Em 1969, recém-entrado na casa dos sessenta, Sacchetta
dirigia a redação do vespertino paulista Diário da Noite. Em sigilo editava
Bandeira Vermelha, órgão do minúsculo Movimento Comunista Internacionalista, de
orientação trotskista.
Em agosto de 1969 Sacchetta foi procurado por Joaquim Câmara
Ferreira, ex-pecebista que, com Marighella, dividia o comando da Ação
Libertadora Nacional (ALN), a organização que Marighella criou ao romper com
Prestes e o PCB na busca por ação direta contra a ditadura.
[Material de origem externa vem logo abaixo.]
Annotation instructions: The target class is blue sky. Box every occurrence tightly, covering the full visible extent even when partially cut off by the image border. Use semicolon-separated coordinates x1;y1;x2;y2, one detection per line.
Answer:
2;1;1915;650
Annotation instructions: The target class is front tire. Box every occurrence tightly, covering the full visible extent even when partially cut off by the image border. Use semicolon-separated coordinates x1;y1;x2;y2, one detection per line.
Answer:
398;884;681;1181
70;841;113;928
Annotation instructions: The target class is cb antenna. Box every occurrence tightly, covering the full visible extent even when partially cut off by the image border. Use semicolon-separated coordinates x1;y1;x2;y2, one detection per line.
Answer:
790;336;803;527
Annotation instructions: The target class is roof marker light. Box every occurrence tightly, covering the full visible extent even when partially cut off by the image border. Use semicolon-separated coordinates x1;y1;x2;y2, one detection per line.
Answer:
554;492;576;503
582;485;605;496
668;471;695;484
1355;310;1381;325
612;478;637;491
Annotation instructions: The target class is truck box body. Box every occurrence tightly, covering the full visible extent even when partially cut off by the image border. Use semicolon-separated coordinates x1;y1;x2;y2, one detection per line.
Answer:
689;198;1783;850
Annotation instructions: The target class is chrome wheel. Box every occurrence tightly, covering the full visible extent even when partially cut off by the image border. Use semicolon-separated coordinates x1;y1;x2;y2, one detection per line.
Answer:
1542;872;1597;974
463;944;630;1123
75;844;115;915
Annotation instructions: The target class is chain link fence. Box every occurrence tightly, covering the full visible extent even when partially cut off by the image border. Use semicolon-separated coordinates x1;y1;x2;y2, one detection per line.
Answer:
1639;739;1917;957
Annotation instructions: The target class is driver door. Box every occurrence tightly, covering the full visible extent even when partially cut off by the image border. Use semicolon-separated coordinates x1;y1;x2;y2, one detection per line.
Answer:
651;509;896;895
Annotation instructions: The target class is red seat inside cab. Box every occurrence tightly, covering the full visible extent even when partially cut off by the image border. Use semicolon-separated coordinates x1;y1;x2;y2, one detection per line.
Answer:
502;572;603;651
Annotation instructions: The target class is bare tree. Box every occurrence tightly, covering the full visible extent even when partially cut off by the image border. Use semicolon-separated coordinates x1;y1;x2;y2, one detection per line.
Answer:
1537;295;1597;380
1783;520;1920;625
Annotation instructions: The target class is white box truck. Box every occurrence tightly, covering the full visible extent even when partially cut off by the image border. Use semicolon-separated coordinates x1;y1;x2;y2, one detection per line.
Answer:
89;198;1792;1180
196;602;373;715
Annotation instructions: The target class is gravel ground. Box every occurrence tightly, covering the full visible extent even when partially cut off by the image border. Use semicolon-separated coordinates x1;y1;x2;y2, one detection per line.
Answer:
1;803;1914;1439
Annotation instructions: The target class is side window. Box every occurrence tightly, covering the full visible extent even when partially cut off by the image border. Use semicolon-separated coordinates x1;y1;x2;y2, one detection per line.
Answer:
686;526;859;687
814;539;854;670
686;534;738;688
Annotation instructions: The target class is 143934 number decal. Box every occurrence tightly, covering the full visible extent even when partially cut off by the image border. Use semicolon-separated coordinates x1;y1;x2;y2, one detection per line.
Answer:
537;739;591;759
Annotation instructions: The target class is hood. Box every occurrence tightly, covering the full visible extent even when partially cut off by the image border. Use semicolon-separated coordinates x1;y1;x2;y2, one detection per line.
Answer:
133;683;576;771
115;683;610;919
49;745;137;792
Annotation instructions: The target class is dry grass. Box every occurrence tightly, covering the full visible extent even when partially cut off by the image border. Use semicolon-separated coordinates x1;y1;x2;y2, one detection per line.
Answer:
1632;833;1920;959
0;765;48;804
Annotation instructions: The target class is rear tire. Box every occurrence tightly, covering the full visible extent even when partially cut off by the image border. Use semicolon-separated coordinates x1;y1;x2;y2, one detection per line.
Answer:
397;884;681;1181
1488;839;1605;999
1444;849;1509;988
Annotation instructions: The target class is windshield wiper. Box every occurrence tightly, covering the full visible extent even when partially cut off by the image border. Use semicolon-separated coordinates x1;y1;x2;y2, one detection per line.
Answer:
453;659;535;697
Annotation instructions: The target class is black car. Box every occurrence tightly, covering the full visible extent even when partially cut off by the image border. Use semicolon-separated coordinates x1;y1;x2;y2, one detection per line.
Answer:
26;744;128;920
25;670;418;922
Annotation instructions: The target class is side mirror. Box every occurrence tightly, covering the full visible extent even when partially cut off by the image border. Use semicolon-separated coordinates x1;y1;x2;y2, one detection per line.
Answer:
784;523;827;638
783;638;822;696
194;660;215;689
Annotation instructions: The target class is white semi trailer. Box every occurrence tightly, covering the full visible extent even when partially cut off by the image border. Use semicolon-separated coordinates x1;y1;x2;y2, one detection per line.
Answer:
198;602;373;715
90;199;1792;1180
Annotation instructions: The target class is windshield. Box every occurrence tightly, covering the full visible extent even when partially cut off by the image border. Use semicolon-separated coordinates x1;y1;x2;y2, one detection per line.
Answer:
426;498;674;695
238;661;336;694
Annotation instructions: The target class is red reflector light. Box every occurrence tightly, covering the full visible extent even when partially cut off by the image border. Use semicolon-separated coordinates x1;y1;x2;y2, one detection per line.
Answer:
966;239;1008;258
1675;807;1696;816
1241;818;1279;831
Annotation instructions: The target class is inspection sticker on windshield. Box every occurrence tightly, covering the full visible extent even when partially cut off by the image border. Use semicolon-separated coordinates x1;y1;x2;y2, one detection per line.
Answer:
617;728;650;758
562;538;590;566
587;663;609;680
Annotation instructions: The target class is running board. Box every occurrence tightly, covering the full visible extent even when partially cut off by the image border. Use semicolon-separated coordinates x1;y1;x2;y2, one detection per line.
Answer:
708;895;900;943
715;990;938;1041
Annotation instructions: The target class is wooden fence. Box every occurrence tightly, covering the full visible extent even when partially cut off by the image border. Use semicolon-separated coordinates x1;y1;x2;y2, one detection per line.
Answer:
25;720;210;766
Câmara Ferreira,
que na década de 30 havia sido escalado pelo PCB para assassinar Sacchetta
(missão que ele abortou em nome da velha amizade e da decência), tinha uma
proposta ao companheiro trotskista.
Sacchetta deveria furar o cerco da censura, publicando no
Diário da Noite um comunicado que a ALN irradiaria em um golpe contra a Rádio
Nacional, que não era pública como a xará carioca, mas pertencente às
Organizações Globo.
O plano era ousado. Um grupo de guerrilheiros invadiria os
transmissores da rádio em Piraporinha, Diadema, e transmitiria um comunicado contra
a ditadura. O sinal da emissora alcançaria 600 quilômetros e atingiria um
público que, no interior paulista, alcançava 80% dos aparelhos de rádio.
Sacchetta topou, mesmo sabendo que, na melhor das hipóteses,
sobraria ao menos para ele.
A ação ocorreu no dia 15 de agosto, e foi um sucesso estrondoso.
Na redação do Diário da Noite, Sacchetta simulava cara de
espanto diante da notícia. Ele mudou a segunda edição, imprimiu a íntegra da proclamação
da ALN e determinou o aumento da tiragem. Ao se deparar logo após o meio-dia
com o Diário da Noite nas bancas, antes que os leitores devorassem os exemplares
e a polícia recolhesse os restantes, seu filho, o hoje historiador Vladimir Sacchetta
lhe telefonou:
“Você ficou louco?”
Serenamente, o pai respondeu que aguardava os policiais para ser preso. Vladimir correu à casa e limpou as gavetas de Sacchettar. O jornalista amargou duas semanas em cana, foi demitido em seguida e penou cinco anos sem emprego, barrado em todos os jornais. Acertara na mosca: no calor da hora, pagou sozinho pela audácia de que jamais se arrependeu.